Château royal de Londres (White Hall)

Témoignage de Thomas Platter, voyageur bâlois de passage à Londres en 1600.

Tho­mas Plat­ter, au cours de son voyage en Angle­terre, s’arrête au châ­teau royal de White Hall à Londres, peu avant la visite de la Tour de Londres, qui aura lieu le 6 octobre. Néan­moins dans le récit, cette visite du 20 sep­tembre est pla­cée après celle de la Tour. Il ima­gine une éty­mo­lo­gie pour le nom de White Hall. Le châ­teau royal se dis­tingue par ses jar­dins, peu­plés d'animaux divers, et par la varié­té des mer­veilles qu’il abrite, notam­ment dans la « chambre du tré­sor », appe­lée aus­si « garde-robe » de la reine : objets d’art très rares, arte­facts exo­tiques, curio­si­tés natu­relles, machines, ins­tru­ments de musique…

Le 20 sep­tembre, après le repas, j’ai fait le dépla­ce­ment avec mes com­pa­gnons jusqu’au châ­teau royal de Londres. C’est l’endroit où la reine tient sa cour quand elle trans­porte sa rési­dence dans la capi­tale. Ce palais s’appelle Vui­te­hal [White Hall], ce qui veut dire en alle­mand wei­ten Saal, en anglais wide hall ou large salle. Ce châ­teau domine le pont qui tra­verse la Tamise, et il est atte­nant à de beaux jar­dins. Devant le châ­teau et proche de son entrée est située la place des tour­nois. (…) Près de la place en ques­tion s’étend le parc zoo­lo­gique. Nous y vîmes de nom­breux daims, dont beau­coup étaient blancs.
Par la suite, dans le châ­teau, la mon­tée d’escalier nous ame­nés jusqu’à la pre­mière salle, en fait un appar­te­ment d’été. Le sol y était jon­ché de mate­las, tres­sés de jonc. Aux murs, de beaux tableaux, des tapis­se­ries. (…) [détail de qq pein­tures]

Dans ce joli châ­teau qui n’est point for­ti­fié se trouve la chambre du tré­sor, on dit aus­si la « garde-robe » de la reine. C’est là qu’elle conserve ses vête­ments et ses bijoux, les uns et les autres ayant une valeur ines­ti­mable.

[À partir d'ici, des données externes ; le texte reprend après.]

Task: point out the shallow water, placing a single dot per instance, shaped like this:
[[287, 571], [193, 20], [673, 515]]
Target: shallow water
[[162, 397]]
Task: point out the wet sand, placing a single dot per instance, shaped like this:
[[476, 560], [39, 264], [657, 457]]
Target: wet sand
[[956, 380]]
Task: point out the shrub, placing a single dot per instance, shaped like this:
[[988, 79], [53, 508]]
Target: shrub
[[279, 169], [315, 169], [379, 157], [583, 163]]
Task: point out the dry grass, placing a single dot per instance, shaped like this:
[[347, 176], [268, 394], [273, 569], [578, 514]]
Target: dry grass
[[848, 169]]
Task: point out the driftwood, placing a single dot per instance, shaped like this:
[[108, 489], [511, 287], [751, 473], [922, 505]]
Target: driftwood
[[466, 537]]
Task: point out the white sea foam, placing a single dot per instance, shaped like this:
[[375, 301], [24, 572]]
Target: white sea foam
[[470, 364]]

Outre d’autres curio­si­tés bizarres, j’ai vu dans ce palais une énorme côte de baleine. Et de même un jar­din très plai­sant. Dans les appar­te­ments : des tapis­se­ries à foi­son, superbes. On aurait dit des pein­tures.

En la longue salle, on avait accro­ché un por­trait, artis­te­ment peint, et allon­gé par la pers­pec­tive. J’en ai empor­té à Bâle une repro­duc­tion gra­vée sur cuivre.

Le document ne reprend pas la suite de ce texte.